The Future of Content and Technology
Looking ahead, Solomou is bullish on AI and technology disruption, even as others worry about infinite content supply. "I'm an optimist so I'm excited," he says, pointing to practical applications already transforming their business: "There's some things like desk research that have just become way easier sub editing dude even like captions and coloring captions and stuff this used to take a lot of time."
One example particularly excites him: language translation and dubbing tools. "We actually turned one of our sports shows we got a sports show and we turned it with the Australian cricket captain into Hindi it got over 200,000 views in a day which was I thought pretty impressive."
His prediction for the next big technology shift centers on wearables replacing smartphones entirely. "Mobile phones they're going to be this clunky item that we carry around right now and look back on and go why did we hold that thing why did we do that we're going to have wearables that are going to make it way more seamless."

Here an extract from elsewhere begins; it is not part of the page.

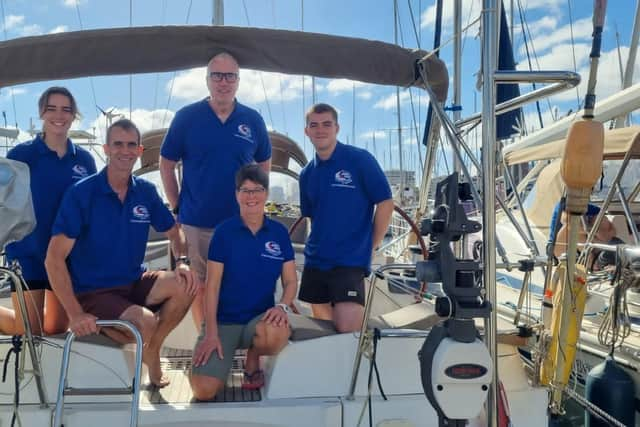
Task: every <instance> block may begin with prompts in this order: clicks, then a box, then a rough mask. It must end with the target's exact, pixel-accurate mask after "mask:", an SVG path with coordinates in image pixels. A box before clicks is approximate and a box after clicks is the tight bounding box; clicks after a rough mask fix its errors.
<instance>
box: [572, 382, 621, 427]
mask: <svg viewBox="0 0 640 427" xmlns="http://www.w3.org/2000/svg"><path fill="white" fill-rule="evenodd" d="M564 392H565V393H566V394H567V396H569V397H570V398H572V399H573V400H575V401H576V403H578V405H580V406H582V407H583V408H584V409H586V410H587V411H589V413H590V414H592V415H594V416H596V417H597V418H599V419H601V420H602V421H604V422H606V423H608V424H609V425H612V426H615V427H626V426H625V425H624V424H622V423H621V422H620V421H618V420H617V419H616V418H614V417H612V416H611V415H609V414H608V413H606V412H605V411H603V410H602V409H600V408H599V407H598V406H596V405H594V404H593V403H591V402H589V401H588V400H587V399H585V398H584V397H582V396H581V395H580V394H579V393H576V392H575V391H574V390H572V389H565V390H564Z"/></svg>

The parallel he draws is telling: "I guess it's a bit like car phones can you remember those... people would use car phones in a car and they thought it was the greatest thing ever." In 10-15 years, he believes we'll view our current smartphones the same way we now view those old car phones - as primitive, clunky technology we can't believe we ever used.
When it comes to platforms, his investment thesis is clear: he'd buy TikTok and Meta, while being more cautious about others. TikTok's e-commerce integration particularly impresses him: "That whole thing they want to be the next Amazon... those guys are two steps ahead they want to take on Amazon and they are paving the way."
The most profound insight comes when discussing being a father and CEO simultaneously - a question he says no one ever asks. "Before I had Alfie our first boy I would just roll the dice on every decision everything put it on the table no problem having Alfie made me think about things very differently." The responsibility of being a role model has made him more thoughtful about every action: "I often look at it through the lens of how would I feel if Alfie did that or Millie our daughter."
From a university experiment above a printer shop to a global entertainment powerhouse with half a billion followers, Solomou's journey proves that sometimes the most successful businesses emerge from pure necessity and relentless adaptation. His story isn't just about building a media company - it's about understanding culture, embracing change, and never losing sight of the fundamental truth that great content connects with people on an emotional level.